"Yes," said I. "But see here, Henrietta, suppose Mr. Carnegie should go down to Raffleshurst to see the new building and find out what a bunco game we have played on him?"
"He's not likely to do that for two reasons, Bunny," she replied. "In the first place he suffers acutely from lumbago in winter and can't travel, and in the second place he'd have to find Raffleshurst-by-the-Sea before he could make the discovery that somebody'd put up a game on him. I think by the time he is ready to start we can arrange matters to have Raffleshurst taken off the map."
"Well, I think this is the cleverest trick you've turned yet, Henriette," said I.
"Nonsense, Bunny, nonsense," she replied. "Any idiot can get a Carnegie library these days. That's why I put you on the job, dear," she added, affectionately.
IX
THE ADVENTURE OF THE HOLD-UP
Now that it is all over, I do not know whether she was really worn-out or by the expert use of powder gave to her cheeks the pallid look which bore out Mrs. Van Raffles's statement to me that she needed a rest. At any rate, one morning in mid-August, when the Newport season was in full feather, Henriette, looking very pale and wan, tearfully confessed to me that business had got on her nerves and that she was going away to a rest-cure on the Hudson for ten days.
"I just can't stand it for another minute, Bunny," she faltered, real tears coursing down her cheeks. "I haven't slept a wink of natural sleep for five days, and yet when night comes it is all I can do to keep my eyes open.

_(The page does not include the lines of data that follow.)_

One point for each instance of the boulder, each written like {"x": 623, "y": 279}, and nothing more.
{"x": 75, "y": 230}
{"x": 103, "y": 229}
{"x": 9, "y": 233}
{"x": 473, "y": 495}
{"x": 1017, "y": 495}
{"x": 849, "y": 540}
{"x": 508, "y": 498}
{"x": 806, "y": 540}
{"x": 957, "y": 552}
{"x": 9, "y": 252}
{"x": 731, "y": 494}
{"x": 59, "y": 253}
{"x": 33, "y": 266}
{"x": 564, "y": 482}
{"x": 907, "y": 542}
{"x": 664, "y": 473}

At the Rockerbilt ball last night I dozed off four times while talking with the Duchess of Snarleyow, and when the Chinese Ambassador asked me to sit out the gavotte with him I'm told I actually snored in his face. A woman who can't keep awake all night and sleep properly by day is not fit for Newport society, and I've simply got to go away and get my nerve back again."

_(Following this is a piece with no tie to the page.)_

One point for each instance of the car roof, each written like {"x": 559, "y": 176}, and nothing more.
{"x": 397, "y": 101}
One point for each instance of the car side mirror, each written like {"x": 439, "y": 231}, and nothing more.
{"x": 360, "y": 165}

"You are very wise," I replied, "and I wholly approve of your course. There is no use of trying to do too much and you have begun to show the strain to which you have been subjecting yourself. Your failure last Friday night to land Mrs. Gollet's ruby dog-collar when her French poodle sat in your lap all through the Gaster musicale is evidence to me that your mind is not as alert as usual. By all means, go away and rest up. I'll take care of things around here."